Environmental advocates rallied at the steps of the US Environmental Protection Agency (EPA) headquarters on Tuesday, applauding the agency’s efforts to cut climate-harming pollution from power plants but saying its proposed standards don’t go far enough.
The Climate Action Campaign and other groups say they have delivered over one million public comments to the EPA on its proposed rule to reduce greenhouse gas emissions from these facilities, which was introduced in May.
If finalized, the EPA’s new standards would reduce carbon pollution by 617 million metric tons and would benefit human health, avoiding 1,300 premature deaths and preventing over 300,000 asthma attacks, according to the agency.
The EPA rules would require plants to either install carbon capture and storage (CCS) technology capable of capturing 90% of carbon dioxide emissions or to combust a blend of hydrogen and natural gas. The agency’s emissions rule should be finalized by April 2024, said a spokesperson for the Climate Action Campaign, although plants may not be required to comply with emission limits until 2030 or so.
“EPA’s proposal is a critically important step forward,” said Margie Alt, Executive Director of the Climate Action Campaign, in an email. “Given the climate threats we are facing, we are calling for the EPA to finalize a standard that achieves even greater pollution reductions from more sources on the fastest possible timeline.”
“In addition, the administration must aggressively seek input from communities most affected by the climate crisis and power plant pollution — both on general safeguards and individual projects — and must adopt strong community protections including rigorous monitoring and verification of emissions, enforcement against violations, and engagement with communities,” she said.
Last June, a Supreme Court decision stated that the EPA does not have authority to shift US energy production away from coal and towards cleaner energy, limiting the agency’s ability to curb greenhouse gas emissions from existing power plants. Even so, activists say the EPA has room to exercise its authority and cut climate pollution.
Record heat heightens climate concerns
The call for EPA action comes after the planet’s hottest July on record, with communities across the US suffering from sizzling hot summer weather brought on by human-caused climate change. In Phoenix, Arizona, temperatures stayed at or above 110 degrees Fahrenheit for a record-breaking 31 days, leading to concerns about community members’ health.
Power plants are the largest source of greenhouse gas pollution in the US, says the EPA. Their greenhouse gas emissions contribute to harmful climate change, the driving force behind the extraordinary summer heat.
“It’s even hotter at the airport, as we’re surrounded by asphalt,” said Shellilyn Marie, an employee who assists passengers who use wheelchairs at the Phoenix Sky Harbor International Airport, at today’s rally.
“It can feel like we’re in an oven,” she said. “Sometimes, temperatures feel as high as 130 degrees in the jet bridges that have no [air conditioning] at all.” Since Marie started working at the airport in May, she said has experienced asthma attacks. Both Marie and her coworkers sometimes get headaches and see stars, she said.
In addition for asking the EPA to finalize “the strongest possible standards” to curb power plant pollution that contributes to climate change, Marie called for employers to step up efforts to address climate change.

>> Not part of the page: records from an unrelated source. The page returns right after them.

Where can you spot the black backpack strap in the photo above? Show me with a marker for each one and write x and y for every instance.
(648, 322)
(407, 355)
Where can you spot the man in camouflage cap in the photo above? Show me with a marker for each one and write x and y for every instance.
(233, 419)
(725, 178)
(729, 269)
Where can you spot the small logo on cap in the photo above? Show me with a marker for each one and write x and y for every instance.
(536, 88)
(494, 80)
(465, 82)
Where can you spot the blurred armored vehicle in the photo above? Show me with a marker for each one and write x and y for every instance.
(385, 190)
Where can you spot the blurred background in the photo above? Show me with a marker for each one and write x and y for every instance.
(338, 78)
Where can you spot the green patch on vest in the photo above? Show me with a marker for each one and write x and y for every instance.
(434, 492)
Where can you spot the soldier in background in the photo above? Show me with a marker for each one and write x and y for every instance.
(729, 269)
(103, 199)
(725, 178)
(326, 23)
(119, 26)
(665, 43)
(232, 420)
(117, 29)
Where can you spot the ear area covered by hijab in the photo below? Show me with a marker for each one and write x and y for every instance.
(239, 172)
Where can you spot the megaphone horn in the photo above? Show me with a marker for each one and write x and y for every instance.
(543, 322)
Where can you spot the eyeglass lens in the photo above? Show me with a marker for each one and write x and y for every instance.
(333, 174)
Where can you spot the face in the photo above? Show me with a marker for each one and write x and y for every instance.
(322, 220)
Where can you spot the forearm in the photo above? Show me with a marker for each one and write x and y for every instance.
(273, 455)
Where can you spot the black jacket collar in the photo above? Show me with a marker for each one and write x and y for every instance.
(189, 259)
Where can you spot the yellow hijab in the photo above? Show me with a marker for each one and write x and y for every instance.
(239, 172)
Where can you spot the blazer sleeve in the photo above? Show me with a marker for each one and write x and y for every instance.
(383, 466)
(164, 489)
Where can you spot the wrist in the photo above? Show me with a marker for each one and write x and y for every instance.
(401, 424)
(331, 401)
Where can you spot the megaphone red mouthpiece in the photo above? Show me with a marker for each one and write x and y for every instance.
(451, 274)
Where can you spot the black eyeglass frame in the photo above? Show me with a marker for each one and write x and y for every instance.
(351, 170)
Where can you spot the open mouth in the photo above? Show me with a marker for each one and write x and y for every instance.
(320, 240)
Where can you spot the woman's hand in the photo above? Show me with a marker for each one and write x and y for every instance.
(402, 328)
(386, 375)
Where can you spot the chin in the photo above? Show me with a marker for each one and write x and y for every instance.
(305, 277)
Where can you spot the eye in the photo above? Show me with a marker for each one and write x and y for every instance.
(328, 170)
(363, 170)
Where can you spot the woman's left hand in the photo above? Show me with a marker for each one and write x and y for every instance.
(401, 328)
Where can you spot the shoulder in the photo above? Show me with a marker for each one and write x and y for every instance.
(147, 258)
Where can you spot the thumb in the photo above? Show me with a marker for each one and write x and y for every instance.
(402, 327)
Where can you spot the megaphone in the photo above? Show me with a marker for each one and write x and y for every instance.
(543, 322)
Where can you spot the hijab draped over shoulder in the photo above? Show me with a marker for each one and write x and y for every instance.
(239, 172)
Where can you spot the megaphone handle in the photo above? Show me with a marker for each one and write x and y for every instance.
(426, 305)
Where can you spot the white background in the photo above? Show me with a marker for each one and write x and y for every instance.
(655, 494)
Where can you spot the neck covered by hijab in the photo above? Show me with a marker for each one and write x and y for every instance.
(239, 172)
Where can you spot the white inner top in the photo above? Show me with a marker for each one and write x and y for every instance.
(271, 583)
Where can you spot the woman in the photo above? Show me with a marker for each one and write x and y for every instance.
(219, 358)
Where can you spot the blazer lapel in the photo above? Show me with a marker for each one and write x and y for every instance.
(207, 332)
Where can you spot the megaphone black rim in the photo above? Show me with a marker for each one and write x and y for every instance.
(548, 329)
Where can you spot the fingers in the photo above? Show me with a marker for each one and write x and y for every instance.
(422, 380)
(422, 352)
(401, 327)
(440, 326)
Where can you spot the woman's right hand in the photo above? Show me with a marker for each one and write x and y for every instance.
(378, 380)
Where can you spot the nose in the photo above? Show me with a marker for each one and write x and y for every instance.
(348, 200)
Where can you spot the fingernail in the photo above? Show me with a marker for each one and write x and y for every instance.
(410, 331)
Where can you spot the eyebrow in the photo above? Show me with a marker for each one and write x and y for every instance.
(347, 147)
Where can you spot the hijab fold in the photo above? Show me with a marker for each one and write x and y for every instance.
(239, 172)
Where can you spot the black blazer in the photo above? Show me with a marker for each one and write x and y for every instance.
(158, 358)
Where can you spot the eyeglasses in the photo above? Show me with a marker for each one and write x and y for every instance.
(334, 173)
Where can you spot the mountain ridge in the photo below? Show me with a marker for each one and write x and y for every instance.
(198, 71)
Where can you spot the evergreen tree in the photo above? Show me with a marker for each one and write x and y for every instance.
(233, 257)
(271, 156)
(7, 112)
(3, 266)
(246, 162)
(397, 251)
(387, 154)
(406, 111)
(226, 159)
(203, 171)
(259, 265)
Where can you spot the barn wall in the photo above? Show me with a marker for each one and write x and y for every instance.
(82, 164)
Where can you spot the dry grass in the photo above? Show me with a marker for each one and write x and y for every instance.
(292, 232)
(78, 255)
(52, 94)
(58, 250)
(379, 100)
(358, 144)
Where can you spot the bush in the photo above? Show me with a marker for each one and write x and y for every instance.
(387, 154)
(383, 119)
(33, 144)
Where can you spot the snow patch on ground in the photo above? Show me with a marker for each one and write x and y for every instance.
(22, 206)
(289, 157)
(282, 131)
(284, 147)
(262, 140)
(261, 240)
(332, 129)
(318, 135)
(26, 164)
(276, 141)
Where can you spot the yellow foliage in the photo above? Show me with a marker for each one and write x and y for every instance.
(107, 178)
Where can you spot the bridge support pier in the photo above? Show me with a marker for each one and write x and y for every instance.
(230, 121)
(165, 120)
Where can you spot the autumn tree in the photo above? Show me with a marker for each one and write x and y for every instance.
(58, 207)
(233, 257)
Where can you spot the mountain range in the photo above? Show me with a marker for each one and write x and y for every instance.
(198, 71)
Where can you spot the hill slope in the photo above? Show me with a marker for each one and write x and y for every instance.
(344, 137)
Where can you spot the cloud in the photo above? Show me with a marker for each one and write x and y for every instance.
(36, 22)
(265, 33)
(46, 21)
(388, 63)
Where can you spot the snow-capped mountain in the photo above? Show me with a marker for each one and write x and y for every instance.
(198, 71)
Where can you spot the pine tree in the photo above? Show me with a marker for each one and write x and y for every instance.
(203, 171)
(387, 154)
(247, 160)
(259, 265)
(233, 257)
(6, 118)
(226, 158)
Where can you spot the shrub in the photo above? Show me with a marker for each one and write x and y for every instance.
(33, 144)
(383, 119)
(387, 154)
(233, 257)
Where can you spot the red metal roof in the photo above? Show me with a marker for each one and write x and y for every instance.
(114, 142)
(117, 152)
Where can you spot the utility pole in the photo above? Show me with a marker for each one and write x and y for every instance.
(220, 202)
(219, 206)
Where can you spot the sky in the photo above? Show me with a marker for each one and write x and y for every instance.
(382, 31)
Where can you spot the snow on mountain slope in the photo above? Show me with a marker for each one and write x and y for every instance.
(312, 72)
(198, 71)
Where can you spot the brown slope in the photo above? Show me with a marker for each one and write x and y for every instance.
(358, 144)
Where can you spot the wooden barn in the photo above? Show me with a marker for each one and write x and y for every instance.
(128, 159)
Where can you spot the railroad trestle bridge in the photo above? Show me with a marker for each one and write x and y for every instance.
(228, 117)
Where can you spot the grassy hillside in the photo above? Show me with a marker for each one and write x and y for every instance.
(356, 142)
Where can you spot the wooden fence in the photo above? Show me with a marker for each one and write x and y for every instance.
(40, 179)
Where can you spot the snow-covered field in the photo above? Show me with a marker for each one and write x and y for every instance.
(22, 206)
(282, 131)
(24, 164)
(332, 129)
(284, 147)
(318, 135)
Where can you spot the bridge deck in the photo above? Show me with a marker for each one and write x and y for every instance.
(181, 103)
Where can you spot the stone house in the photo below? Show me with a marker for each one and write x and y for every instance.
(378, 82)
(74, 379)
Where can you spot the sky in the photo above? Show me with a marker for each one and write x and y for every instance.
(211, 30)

“It is a health crisis,” said Doris Browne, former president of the National Medical Association. “The National Medical Association sees now as the best opportunity for stronger EPA standards for fossil fuel power plants to be implemented. It is the urgency of now.”
Too strict or ineffective?
However, not everyone supports the standards the EPA has proposed. The Edison Electric Institute (EEI), a major US electric utilities lobbying group, has said in a draft comment that the standards are too strict and require technology that would be hard to install.
Some environmental advocates, including Clean Energy Group, have expressed their own concerns about the proposed rules, fearing they would not be effective and could actually result in more nitrogen oxide air pollution.
“CCS is only in operation at one active power plant in the world, the technology has never sustained a 90% emissions capture rate, and the additional fuel required to power the technology leads to an increase in nitrogen oxide emissions of anywhere from 5%-60%,” wrote Clean Energy Group in its comments to the EPA.
Combusting hydrogen leads to six times more nitrogen oxide emissions than natural gas, the group said, adding that hydrogen also has a short-term global warming impact 35 times higher than that of carbon dioxide.
“The Agency looks forward to reviewing comments and constructively engaging with stakeholders as we work to finalize the proposed standards,” said an EPA spokesperson.